Passaram-se mais de duas décadas até que o projeto finalmente saísse do papel. E para surpresa de ninguém, prevaleceu a visão original e bem mais conservadora dos executivos. Na trama, após um embate com soldados romanos, Hanno (Paul Mescal) é feito escravo e, nas mãos do mercador Macrinus (Denzel Washington), se torna um gladiador. Ele então abraça essa sina diante da possibilidade de se vingar do general Acacius (Pedro Pascal), que considera responsável pela morte de sua esposa.

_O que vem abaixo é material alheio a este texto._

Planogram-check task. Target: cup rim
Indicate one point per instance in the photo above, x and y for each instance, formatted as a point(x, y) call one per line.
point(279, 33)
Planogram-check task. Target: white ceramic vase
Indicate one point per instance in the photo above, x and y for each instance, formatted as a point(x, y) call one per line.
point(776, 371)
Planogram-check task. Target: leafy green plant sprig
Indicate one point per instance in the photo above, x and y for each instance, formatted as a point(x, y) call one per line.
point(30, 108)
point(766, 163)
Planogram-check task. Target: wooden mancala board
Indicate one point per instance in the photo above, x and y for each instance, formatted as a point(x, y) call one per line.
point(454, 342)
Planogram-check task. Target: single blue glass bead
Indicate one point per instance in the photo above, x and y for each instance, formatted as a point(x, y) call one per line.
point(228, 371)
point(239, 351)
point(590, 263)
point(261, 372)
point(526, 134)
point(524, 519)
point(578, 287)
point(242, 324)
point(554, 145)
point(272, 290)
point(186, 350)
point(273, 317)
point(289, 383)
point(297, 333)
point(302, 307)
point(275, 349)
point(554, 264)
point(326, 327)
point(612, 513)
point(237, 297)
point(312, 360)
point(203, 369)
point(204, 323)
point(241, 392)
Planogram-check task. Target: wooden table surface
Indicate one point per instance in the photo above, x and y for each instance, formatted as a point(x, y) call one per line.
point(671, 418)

Se a premissa soa um tanto familiar demais, é porque o roteiro de David Scarpa não faz a mínima questão de se diferenciar do antecessor. Segue a mesma estrutura narrativa, traz velhos personagens de volta — Lucilla (Connie Nielsen), em papel de relativo destaque, e o senador Gracchus (Derek Jacobi), pouco mais que um easter egg humano — e repete falas do original a torto e a direito, mesmo que façam pouco sentido no novo contexto.
Até o recurso de reinterpretar um evento histórico envolvendo imperadores é copiado do primeiro filme: naquele, o fato de o Commodus real ter realmente lutado como gladiador; neste, a relação fratricida entre Geta (Joseph Quinn) e Caracalla (Fred Hechinger, comicamente parecido com o príncipe que só queria cantar, interpretado por Terry Jones em Monty Python em Busca do Cálice Sagrado).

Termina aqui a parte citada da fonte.